Why Connectivity Defines Industrial AI Performance - Industry Today - Leader in Manufacturing & Industry News
 

As industrial AI moves from pilots to scaled deployments, connectivity emerges as a critical factor for success.

By Rajeev Shah

The Next Industrial Turning Point

For decades, industrial automation has progressed in steady, incremental steps — more sensors, more software, and more connected workflows. What’s changed is the level and placement of intelligence. We’ve entered the era of physical AI, where intelligence no longer just analyzes operations, but increasingly makes decisions and acts on them in real time.

In this new phase, machines communicate, coordinate, and make decisions on the factory floor. Autonomous systems adapt continuously to changing conditions without human intervention. The implications extend far beyond robotics, redefining how industrial operations are designed, managed, and scaled.

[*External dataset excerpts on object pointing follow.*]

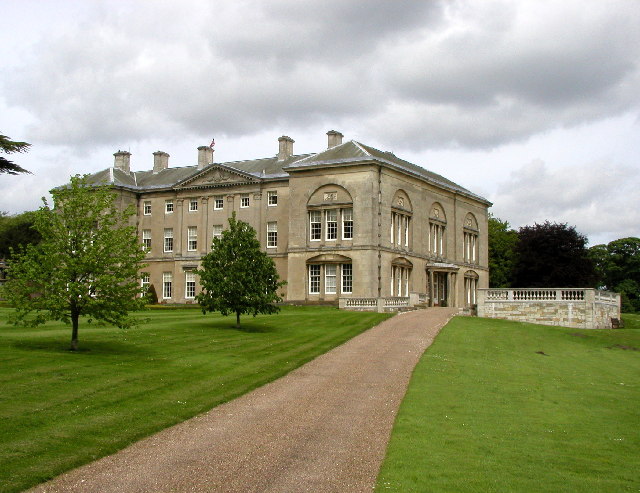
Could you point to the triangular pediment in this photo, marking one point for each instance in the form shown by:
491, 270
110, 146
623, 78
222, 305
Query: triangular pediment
217, 175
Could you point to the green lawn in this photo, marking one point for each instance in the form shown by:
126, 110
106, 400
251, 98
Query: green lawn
60, 409
497, 406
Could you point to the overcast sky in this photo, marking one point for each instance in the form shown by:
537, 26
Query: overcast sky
534, 105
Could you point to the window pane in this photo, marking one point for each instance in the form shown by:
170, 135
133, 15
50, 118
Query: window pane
330, 278
314, 279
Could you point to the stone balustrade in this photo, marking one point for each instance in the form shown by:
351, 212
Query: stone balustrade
568, 307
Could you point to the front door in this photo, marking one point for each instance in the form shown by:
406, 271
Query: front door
440, 288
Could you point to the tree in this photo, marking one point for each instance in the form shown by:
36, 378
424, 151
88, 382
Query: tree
85, 265
502, 254
16, 231
9, 146
618, 268
237, 276
552, 255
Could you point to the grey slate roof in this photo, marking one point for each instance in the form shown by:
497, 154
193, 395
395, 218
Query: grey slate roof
351, 152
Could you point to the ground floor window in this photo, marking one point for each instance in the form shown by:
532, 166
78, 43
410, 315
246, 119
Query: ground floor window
328, 277
190, 284
400, 280
167, 285
471, 288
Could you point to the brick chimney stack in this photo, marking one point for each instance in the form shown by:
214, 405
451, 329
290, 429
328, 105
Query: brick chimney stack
285, 147
160, 161
334, 138
123, 161
205, 156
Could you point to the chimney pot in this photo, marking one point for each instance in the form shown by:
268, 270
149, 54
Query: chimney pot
160, 161
334, 138
122, 161
205, 156
285, 147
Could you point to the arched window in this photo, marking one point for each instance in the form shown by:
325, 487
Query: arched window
437, 230
470, 287
330, 213
400, 275
401, 212
470, 235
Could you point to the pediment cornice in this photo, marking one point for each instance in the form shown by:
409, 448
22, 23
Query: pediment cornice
217, 175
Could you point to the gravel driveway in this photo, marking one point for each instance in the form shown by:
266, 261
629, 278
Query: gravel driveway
322, 428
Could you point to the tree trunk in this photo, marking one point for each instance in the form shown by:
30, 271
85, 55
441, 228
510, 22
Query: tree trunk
74, 330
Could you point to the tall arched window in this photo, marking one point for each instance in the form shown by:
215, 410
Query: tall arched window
401, 212
437, 231
470, 287
470, 235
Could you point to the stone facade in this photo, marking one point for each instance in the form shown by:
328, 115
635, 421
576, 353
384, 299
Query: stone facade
578, 308
348, 222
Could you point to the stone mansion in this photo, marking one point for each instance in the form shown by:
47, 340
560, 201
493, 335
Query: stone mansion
349, 223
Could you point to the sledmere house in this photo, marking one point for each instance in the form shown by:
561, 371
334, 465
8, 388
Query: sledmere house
350, 225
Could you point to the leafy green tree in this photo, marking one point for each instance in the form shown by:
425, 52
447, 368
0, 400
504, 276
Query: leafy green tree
237, 276
552, 255
618, 268
85, 265
9, 146
502, 253
16, 231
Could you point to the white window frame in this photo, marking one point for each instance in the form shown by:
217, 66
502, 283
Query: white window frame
272, 198
167, 285
347, 224
168, 235
315, 218
330, 278
272, 234
190, 284
331, 224
192, 238
146, 240
346, 278
314, 278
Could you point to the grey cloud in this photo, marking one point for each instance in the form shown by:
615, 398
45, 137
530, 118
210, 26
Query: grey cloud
418, 74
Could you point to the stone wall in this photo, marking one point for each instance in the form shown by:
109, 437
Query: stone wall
578, 308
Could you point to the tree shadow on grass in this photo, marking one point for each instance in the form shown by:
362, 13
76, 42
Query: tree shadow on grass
58, 346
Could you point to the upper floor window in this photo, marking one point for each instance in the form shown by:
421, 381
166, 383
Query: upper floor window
470, 239
347, 224
192, 238
331, 224
315, 225
437, 231
168, 240
167, 285
146, 239
190, 284
272, 234
272, 197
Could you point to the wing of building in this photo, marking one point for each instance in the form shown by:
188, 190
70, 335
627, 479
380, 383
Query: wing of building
350, 222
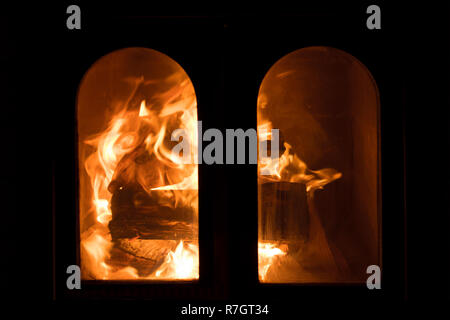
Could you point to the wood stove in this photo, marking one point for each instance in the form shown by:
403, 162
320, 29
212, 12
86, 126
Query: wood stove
333, 207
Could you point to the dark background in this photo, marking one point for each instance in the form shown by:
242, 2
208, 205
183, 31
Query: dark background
226, 52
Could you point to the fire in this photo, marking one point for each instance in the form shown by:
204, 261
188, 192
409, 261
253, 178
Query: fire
135, 150
267, 255
289, 167
181, 263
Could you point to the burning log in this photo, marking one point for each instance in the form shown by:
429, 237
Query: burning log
135, 213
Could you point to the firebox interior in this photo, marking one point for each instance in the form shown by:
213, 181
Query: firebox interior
319, 211
138, 209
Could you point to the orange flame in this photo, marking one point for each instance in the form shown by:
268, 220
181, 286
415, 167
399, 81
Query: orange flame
267, 255
289, 167
144, 130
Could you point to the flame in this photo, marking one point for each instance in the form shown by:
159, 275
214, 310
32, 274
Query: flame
181, 263
267, 255
142, 132
289, 167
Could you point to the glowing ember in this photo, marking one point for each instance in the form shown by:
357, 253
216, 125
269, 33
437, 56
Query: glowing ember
267, 254
181, 264
135, 150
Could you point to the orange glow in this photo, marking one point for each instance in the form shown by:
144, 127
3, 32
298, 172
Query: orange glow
268, 253
143, 130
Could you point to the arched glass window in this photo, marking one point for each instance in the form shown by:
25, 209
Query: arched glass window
319, 201
138, 208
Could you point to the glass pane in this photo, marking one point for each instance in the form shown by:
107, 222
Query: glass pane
319, 199
138, 208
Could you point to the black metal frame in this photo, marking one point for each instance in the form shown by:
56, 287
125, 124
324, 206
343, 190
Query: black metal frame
226, 57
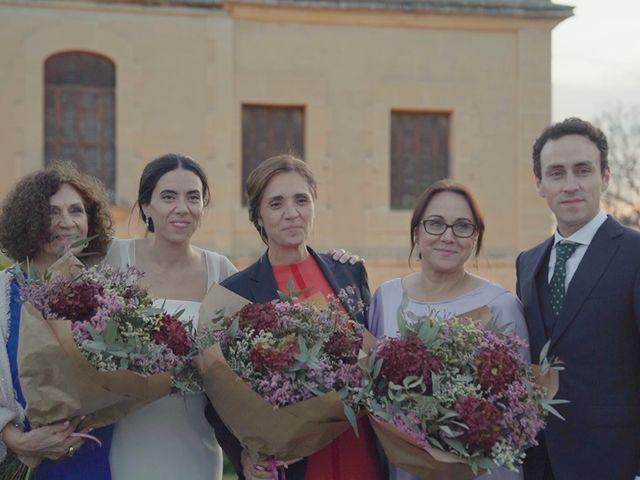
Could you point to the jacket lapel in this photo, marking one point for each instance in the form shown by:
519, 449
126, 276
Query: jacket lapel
592, 266
531, 295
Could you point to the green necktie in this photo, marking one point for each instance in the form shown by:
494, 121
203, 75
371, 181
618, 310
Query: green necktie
563, 253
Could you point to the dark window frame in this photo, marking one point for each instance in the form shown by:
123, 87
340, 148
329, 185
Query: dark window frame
419, 153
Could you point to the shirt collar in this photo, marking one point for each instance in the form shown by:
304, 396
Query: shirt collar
585, 234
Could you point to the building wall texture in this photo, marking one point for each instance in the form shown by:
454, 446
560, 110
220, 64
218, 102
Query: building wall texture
183, 73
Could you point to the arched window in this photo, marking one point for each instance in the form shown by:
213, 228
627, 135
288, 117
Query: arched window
80, 113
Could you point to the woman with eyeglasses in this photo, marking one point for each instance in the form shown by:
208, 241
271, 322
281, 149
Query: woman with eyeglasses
446, 229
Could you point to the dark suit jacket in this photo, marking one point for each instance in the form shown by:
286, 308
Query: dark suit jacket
597, 336
257, 283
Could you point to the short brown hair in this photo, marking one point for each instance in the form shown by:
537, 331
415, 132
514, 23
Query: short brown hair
445, 186
571, 126
260, 177
25, 221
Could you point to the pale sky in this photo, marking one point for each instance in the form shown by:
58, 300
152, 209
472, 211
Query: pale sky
596, 58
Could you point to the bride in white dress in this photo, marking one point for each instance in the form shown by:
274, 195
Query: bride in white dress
170, 438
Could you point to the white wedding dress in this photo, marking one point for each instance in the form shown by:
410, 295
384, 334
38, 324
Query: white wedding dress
169, 439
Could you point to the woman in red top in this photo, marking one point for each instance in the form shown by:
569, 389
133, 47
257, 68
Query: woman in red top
282, 192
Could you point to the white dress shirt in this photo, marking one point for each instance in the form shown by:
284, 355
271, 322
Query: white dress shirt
583, 237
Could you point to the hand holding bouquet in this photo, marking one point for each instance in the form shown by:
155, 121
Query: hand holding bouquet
91, 343
451, 397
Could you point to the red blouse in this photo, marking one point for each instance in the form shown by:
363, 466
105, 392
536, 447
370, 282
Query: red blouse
348, 457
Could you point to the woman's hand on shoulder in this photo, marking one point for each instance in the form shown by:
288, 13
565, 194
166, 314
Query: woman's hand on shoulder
252, 470
343, 256
52, 441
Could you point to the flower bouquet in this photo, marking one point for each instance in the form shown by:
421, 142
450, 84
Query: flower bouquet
92, 344
283, 377
451, 396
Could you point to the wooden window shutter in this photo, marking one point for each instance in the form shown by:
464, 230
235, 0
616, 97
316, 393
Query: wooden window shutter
269, 131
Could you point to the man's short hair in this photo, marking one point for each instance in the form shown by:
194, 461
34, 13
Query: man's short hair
571, 126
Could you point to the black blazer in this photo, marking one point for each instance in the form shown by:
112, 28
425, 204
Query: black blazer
257, 284
597, 336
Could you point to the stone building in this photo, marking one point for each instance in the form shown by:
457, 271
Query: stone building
380, 97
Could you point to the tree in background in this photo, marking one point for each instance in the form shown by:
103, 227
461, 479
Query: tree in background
622, 127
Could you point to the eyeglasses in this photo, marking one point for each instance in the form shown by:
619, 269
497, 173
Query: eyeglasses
460, 229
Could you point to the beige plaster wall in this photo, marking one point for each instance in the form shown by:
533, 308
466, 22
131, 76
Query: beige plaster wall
183, 74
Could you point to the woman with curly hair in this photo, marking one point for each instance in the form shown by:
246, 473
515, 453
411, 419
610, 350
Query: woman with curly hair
446, 229
40, 219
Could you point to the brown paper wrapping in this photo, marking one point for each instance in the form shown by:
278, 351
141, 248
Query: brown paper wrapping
59, 383
284, 433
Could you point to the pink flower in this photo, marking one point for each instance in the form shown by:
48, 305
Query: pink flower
274, 357
260, 316
482, 418
496, 369
172, 333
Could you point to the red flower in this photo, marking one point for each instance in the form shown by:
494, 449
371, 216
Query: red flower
344, 345
403, 357
274, 357
172, 333
496, 369
76, 300
482, 418
260, 316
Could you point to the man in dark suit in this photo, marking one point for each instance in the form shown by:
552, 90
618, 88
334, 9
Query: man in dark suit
581, 292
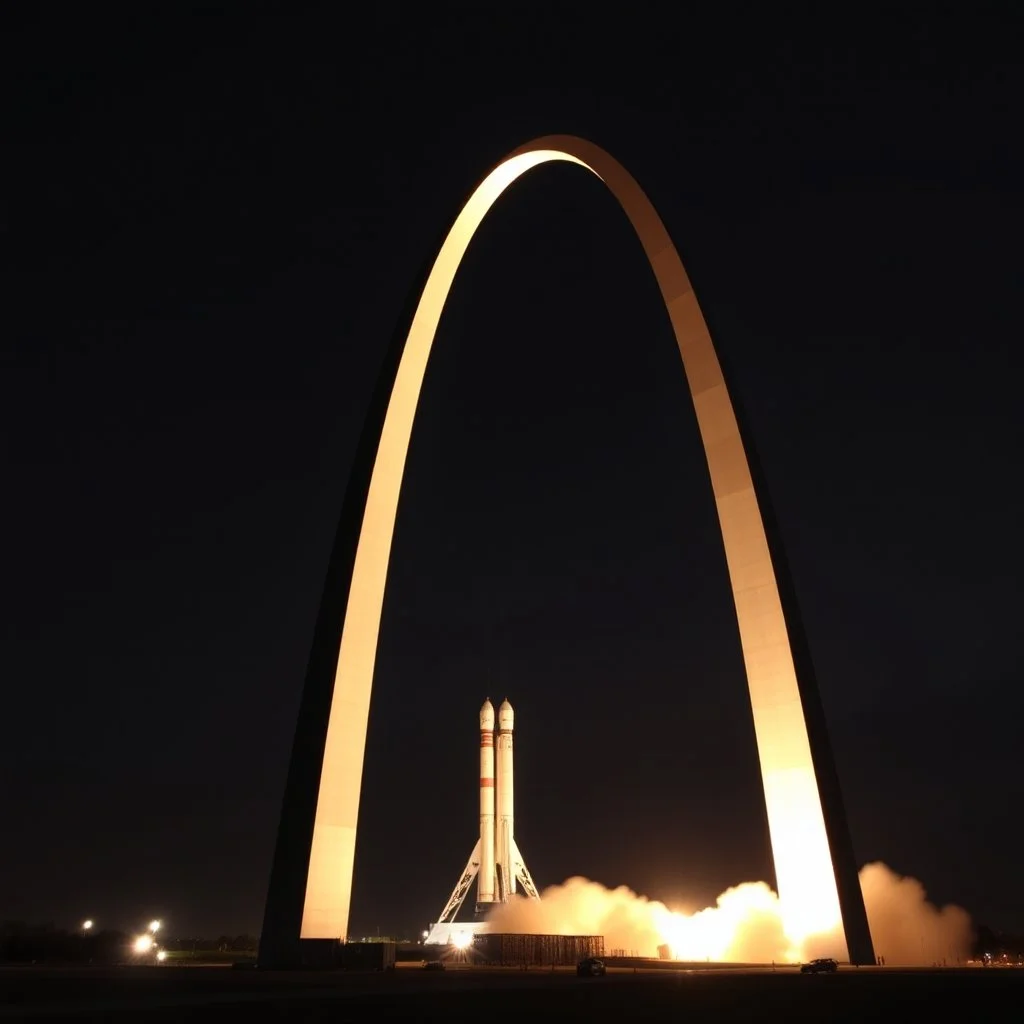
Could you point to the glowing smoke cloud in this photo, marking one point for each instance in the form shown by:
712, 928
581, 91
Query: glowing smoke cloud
745, 924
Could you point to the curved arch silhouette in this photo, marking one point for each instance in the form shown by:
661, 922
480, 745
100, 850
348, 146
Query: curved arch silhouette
311, 877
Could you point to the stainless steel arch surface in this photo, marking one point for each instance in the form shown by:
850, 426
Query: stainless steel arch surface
314, 857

The story of industrial transformation is no longer about whether autonomous systems can deliver value. It’s whether the digital foundations beneath them are ready for scale. In my view, this is the defining challenge industrial leaders now face.

From Pilots to Scale

Autonomous Mobile Robots (AMRs) once operated primarily as pilot projects — confined to repetitive tasks and dedicated zones. Those experiments served their purpose: testing navigation, fine-tuning workflows, and validating ROI models.

What’s changed now is the scope. Leading industrial organizations are scaling AMRs across live production environments, expanding from dozens of robots to hundreds operating across entire facilities. These systems aren’t just moving materials. They’re interpreting sensor data, dynamically adapting to their surroundings, and collaborating with other machines in real time.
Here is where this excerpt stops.